By IANS,
New Delhi : A condolence book placed here to enable the people pay their tributes to former Indian army chief Field Marshal Sam Manekshaw will be kept open for two more days till Friday given the overwhelming response it has evoked, it was announced here Wednesday.
The book, at the India Gate war memorial to the Unknown Soldier, was opened Monday and was to have been closed Wednesday.
“Seeing the overwhelming response of the people, the condolence book will be kept open for two more days to enable the people to pay their tributes to their beloved Sam Bahadur (as Manekshaw was fondly called),” Indian Army spokesman Col A.K. Mathur said.
Thousands of people from all walks of life have, in the last three days, paid tribute to Manekshaw, whose politco-military astuteness scripted a decisive victory for India in the 1971 war against Pakistan that led to creation of Bangladesh as an independent nation from the erstwhile East Pakistan.
Defence Minister A.K. Antony, the three service chiefs, Marshal of the Indian Air Force Arjan Singh and former army chief Gen.
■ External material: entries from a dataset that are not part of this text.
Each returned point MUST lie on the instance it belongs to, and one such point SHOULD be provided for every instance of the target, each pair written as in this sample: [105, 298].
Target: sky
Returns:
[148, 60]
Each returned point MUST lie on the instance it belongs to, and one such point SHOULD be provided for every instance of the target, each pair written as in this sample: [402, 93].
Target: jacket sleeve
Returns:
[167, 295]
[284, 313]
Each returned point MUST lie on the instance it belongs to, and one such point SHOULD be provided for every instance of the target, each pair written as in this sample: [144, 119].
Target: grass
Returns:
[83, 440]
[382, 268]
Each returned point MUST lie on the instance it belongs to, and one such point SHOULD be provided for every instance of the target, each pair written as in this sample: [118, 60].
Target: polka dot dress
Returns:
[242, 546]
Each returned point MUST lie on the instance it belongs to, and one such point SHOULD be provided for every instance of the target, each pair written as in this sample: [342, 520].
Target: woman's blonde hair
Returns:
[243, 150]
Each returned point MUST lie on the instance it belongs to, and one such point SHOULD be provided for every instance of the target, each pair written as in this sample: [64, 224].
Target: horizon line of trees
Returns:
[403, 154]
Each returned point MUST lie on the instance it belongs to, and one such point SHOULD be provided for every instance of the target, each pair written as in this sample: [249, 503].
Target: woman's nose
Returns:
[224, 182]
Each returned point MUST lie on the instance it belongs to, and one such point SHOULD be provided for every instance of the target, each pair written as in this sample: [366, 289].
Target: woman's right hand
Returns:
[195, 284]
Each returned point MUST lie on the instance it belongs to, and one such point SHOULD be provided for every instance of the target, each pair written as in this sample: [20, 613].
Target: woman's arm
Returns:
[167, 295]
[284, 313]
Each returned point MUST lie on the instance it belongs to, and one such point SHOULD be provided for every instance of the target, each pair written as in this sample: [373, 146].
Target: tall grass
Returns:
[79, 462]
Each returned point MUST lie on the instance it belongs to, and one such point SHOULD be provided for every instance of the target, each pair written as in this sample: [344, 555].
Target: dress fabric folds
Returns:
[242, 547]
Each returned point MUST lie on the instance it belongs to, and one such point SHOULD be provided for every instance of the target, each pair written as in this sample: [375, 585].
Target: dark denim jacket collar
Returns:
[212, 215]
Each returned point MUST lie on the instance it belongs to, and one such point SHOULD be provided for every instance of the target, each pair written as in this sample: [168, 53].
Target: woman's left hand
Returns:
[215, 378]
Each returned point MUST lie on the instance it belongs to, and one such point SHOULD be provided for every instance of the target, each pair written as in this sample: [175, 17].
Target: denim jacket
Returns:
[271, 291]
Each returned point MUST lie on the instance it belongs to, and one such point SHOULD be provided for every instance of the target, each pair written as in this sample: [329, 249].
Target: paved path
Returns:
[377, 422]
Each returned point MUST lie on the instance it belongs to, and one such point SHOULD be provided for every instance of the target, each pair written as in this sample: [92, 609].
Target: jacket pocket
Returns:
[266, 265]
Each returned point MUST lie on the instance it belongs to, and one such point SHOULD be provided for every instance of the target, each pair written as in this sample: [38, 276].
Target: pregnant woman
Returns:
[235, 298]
N.C. Vij are among those who have signed the book. Indian Council for Cultural Relation president Karan Singh, member of parliament Manvendra Singh and All India Anti-Terrorist Front chairman Maninder Singh Bitta have also recorded their tributes.
“Senior army officers from Russia, Germany and the Czech Republic (serving in their embassies here), also turned up to pay their tributes,” Mathur added.
Manekshaw, 94, had been battling a series of age-related diseases and died of acute pneumonia June 27 at the Military Hospital at Wellington in Tamil Nadu. He was interred the same evening in the hill station of Ooty next to the grave of his wife Siloo, who died in 2001.